There are all kinds of ways to accomplish the same thing. For example, you can pay your bills on the phone, online or through the mail in some cases. It doesn’t matter how you pay your bills. The important thing is that you pay them. I think we as blind people put each other down too much about petty issues. If you can address your mail and send it without assistance that’s great. If you can pay your bills online that’s fine too. We in the blind community need to support each other and quit condemning other blind people who don’t have the same skills we do or who don’t do things the same way we do them.
In response to comments regarding his recent article, Bob Branco wrote:
I would like to explain further about my observations toward the blind gentleman who admittedly does not know how to mail a letter. First of all, I know about the free matter stamp. Second, the opinions I expressed in the column are not necessarily my own, but those of Consumer Organizations, independent blind people who want to protect all of us from an unfair reputation, and rehab teachers who know that the task is not hard to learn. I do not condemn this man for what he doesn’t know.
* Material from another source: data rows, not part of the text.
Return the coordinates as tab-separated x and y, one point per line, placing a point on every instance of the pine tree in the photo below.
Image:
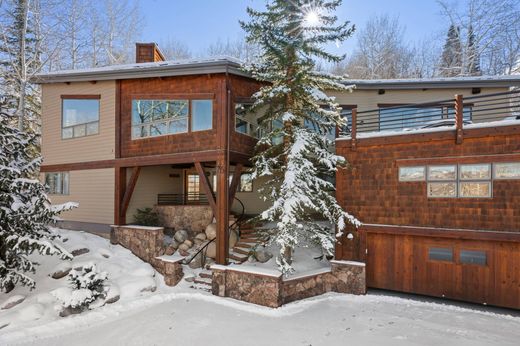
25	211
473	56
293	153
451	59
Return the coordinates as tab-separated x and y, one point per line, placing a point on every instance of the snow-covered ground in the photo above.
183	316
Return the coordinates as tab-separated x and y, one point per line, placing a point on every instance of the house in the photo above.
438	198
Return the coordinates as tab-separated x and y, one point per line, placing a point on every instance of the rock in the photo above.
211	231
12	301
170	250
184	247
70	311
211	250
263	255
181	236
79	252
201	236
61	270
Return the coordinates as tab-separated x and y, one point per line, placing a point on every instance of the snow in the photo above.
184	316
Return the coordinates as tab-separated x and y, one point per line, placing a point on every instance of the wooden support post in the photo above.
459	118
222	212
235	182
120	187
353	130
129	191
206	187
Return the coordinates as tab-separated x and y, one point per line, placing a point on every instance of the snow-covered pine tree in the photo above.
451	59
25	211
293	153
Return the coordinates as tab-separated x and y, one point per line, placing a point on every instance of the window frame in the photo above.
80	97
62	175
188	98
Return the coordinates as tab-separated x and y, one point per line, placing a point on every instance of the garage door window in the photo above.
440	254
473	257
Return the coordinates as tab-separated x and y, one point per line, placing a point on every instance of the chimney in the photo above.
148	52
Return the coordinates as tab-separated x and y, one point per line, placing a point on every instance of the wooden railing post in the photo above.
353	131
459	118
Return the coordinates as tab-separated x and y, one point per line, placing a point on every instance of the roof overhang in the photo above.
146	70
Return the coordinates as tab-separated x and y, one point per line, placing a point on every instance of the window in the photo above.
475	180
244	120
57	183
509	170
202	115
412	173
473	257
246	183
159	117
80	117
440	254
442	181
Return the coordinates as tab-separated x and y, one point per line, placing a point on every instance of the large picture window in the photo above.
57	183
151	118
80	117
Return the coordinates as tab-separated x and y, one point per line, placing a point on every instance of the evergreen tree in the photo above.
20	60
25	211
451	59
293	153
473	58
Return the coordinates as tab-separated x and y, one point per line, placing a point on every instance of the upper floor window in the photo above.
152	118
80	117
244	120
57	183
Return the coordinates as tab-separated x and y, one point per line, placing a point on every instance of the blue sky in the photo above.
198	23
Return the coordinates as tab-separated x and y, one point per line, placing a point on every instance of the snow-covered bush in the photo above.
25	211
87	285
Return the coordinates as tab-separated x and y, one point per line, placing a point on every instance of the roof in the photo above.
225	64
146	70
439	83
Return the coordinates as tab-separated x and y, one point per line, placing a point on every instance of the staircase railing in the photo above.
204	248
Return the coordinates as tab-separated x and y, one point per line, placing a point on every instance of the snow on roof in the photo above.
218	64
413	83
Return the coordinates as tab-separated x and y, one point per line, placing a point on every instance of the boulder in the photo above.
211	231
79	252
181	236
12	301
61	270
262	255
201	236
184	247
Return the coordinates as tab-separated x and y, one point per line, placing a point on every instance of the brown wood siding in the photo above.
370	189
206	86
401	263
241	88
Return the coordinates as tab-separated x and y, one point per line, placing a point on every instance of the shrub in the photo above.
146	217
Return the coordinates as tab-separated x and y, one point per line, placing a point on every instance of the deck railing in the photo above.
457	113
182	199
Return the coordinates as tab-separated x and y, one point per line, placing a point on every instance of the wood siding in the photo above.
370	188
56	150
94	191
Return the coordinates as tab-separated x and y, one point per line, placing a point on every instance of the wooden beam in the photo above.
129	191
206	187
235	182
119	191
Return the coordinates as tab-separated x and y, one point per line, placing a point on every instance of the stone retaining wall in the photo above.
193	218
147	244
269	288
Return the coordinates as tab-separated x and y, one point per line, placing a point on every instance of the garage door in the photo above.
470	270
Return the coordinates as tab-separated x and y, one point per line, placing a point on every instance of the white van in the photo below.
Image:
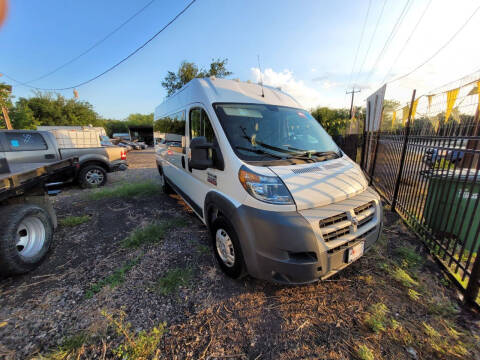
280	199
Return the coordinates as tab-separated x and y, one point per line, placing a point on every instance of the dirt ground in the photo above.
393	303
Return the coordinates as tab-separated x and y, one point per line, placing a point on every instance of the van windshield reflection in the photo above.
257	131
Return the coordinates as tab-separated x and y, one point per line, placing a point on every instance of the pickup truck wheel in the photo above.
227	248
92	176
26	236
167	189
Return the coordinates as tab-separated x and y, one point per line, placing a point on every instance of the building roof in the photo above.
212	90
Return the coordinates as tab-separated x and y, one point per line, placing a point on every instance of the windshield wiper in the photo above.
315	155
259	151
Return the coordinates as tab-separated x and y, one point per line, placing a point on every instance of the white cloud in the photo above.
305	95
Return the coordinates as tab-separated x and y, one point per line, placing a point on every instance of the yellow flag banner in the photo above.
429	97
414	109
451	98
405	110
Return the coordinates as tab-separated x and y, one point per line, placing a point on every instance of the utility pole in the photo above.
353	92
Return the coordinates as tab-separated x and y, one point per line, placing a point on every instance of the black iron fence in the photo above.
428	169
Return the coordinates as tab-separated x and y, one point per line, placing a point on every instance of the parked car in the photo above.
142	145
27	218
281	201
28	146
434	155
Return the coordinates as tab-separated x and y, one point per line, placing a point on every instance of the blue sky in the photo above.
306	47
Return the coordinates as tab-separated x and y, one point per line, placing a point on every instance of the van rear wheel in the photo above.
227	248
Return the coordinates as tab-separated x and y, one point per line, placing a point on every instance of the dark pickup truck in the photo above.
36	147
27	218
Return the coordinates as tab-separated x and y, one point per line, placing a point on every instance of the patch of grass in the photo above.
173	279
440	343
376	318
365	353
445	308
410	259
113	280
143	345
414	295
126	190
69	347
404	278
74	220
151	233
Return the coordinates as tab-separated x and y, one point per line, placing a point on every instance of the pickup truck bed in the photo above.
26	176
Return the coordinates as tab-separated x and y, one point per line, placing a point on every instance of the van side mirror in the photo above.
202	154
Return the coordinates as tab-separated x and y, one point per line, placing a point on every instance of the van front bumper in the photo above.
287	247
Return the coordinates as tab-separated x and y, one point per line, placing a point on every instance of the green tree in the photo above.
189	70
334	121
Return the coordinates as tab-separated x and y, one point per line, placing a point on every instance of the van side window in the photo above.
200	125
25	141
171	124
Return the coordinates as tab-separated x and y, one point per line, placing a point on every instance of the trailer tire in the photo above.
92	176
26	236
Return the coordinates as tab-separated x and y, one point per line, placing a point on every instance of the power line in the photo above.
91	47
113	66
389	38
408	40
440	49
360	42
371	40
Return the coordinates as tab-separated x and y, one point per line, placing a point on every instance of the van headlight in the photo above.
269	189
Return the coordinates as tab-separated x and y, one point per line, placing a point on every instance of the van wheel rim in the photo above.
30	237
225	249
94	177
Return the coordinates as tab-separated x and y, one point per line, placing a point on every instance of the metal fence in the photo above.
425	163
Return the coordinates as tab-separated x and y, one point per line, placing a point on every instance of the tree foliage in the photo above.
189	71
55	110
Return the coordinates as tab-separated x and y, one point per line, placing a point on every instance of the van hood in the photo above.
323	183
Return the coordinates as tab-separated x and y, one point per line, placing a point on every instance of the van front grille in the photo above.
339	225
333	220
360	209
336	234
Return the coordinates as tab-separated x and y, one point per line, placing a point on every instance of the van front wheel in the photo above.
227	248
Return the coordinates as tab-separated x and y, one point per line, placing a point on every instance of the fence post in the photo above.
402	159
377	143
473	283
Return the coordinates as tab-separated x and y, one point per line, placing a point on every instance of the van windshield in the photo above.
259	132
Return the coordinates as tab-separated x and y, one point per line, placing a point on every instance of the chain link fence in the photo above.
425	162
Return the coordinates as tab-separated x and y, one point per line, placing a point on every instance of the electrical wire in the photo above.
371	40
407	41
440	49
359	43
389	38
91	47
113	66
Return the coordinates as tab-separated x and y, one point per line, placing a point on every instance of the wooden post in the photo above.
404	152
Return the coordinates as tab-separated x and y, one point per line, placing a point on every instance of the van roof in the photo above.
212	90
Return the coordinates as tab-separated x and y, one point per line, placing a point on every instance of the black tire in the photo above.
166	188
12	224
86	180
237	269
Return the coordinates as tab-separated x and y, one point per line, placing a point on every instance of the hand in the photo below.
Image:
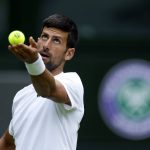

All I’m saying is that, if he had sight, his lack of knowledge about mailing a letter would be disregarded by society, but where he’s blind, many people in the blind population will admit that they feel he’s setting an example that society will thrive on.
In response to Feature Writer John Christie – Two New Displays Help to Make Mobile Devices More Accessible, David wrote:
Interesting Braille display article. I wish the prices were even cheaper. I have an older Braille printer and hope I can get it up and running with my new computer. It may not work well because of changes in the platform from a 32-bit to a 64-bit system. We still do not have a multi-line Braille display. I hope that comes in my lifetime. But I doubt it.
In response to Feature Writer Terri Winaught – Gifted Canines, Patti wrote:
I would like to thank Terri Winaught for her very nice article “Gifted Canines.” I am a 20 year graduate of Southeastern Guide Dogs, having gotten 6 out of my 7 guides from there.
As in a lot of cases, some have worked out, some not, but I got the two best guides I’ve ever had from that school, and am thinking my current one who I haven’t had very long, will be the third.
While you are in class you couldn’t be treated better; in fact one of my classmates in an earlier class said the staff does everything but tuck you in at night.
I appreciate their training philosophy, and it is a relaxing place to train with a dog, especially in the winter months when everybody else is being bombarded with ice and snow.
When I was in a class in January 1994 there was a blizzard that basically shut down my home town, and I was sitting in Florida, in spring-like weather.
Just wanted to say thank you for the very well written article.
Rita wrote in to say:
My husband got sick two weeks ago, and he has been in the hospital since then. He is supposed to go to a rehab facility for a short time.
Being by myself is a little scary, but it is also a new experience for me because I never lived alone before. I depended on my husband for things such as what to get out of the freezer, and what kinds of canned goods were in my cabinet.
I know that there are many blind and visually impaired people who live by themselves. My question is how do you manage by yourselves as a blind and visually impaired person? I do have some skills, but how do you manage when your husband or wife is not around, and how do you fix things when no one is around?
If anyone has any ideas, please write them here in the reader’s forum.